Part of the power of the Symbols in Geometron is how they are integrated into the rest of the system. When you save a symbol, a copy of the base 64 encoded bitmap is stored in the textfeed which gets used by the Map editor to create maps. This means that you can create a symbol, then go import it into the Map editor immediately. Because it is a self-contained image url which has the actual graphics encoded in the url rather than as an external file, this Map you create can then be shared with anyone else anywhere in the world with another Geometron system and they will be able to import and use that Map without any other image files. This ability to instantly integrate Symbols into Maps can enable a sort of graphical meme system which can be extremely powerful for numerous applications.

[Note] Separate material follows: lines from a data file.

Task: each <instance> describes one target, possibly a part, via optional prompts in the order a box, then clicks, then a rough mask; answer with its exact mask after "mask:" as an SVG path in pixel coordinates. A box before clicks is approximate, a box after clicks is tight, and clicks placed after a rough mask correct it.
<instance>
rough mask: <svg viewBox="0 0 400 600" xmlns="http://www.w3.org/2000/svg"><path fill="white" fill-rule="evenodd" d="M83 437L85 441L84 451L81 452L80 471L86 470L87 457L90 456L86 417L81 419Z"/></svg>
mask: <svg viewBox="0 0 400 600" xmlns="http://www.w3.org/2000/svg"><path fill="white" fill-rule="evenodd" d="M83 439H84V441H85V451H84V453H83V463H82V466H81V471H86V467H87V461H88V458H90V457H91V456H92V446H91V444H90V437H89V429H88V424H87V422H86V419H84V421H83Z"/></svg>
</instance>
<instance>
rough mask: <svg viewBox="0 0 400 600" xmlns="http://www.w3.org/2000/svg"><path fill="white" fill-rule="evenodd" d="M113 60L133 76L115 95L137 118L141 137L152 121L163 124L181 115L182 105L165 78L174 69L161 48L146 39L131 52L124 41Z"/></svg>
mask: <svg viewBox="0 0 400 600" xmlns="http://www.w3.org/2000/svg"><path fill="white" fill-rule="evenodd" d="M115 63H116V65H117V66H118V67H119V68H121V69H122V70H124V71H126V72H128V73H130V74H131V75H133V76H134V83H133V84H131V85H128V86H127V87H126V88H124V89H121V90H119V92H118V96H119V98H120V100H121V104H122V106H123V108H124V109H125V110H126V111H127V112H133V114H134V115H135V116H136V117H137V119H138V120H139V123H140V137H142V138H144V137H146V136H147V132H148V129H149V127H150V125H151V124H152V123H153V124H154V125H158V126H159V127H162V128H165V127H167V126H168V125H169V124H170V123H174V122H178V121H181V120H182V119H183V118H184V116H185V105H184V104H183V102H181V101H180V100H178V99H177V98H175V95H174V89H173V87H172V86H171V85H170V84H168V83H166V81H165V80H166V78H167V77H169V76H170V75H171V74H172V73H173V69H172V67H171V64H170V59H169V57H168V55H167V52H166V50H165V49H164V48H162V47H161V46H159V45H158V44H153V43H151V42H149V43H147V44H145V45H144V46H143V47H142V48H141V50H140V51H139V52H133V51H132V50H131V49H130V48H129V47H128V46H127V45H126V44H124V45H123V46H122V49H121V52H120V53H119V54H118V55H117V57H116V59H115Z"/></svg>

Also, we note that all icons used in the Geometron system are created using the Symbol editor described in this section. These are then stored in the directory iconsymbols/. This directory is all copied with every copy of the whole self-replicating system. Therefore if you want to add another symbol to the next copy of the system, just add your new symbol to this directory, run dnagenerator.php, and the next instance will have your new image.
If you are a coder, you can read the whole of the system documented in this chapter in the JavaScript library stored at jscode/geometron.js, which is on every instance of the system. You can of course edit this, and your edits will replicate along to the next instance of the system.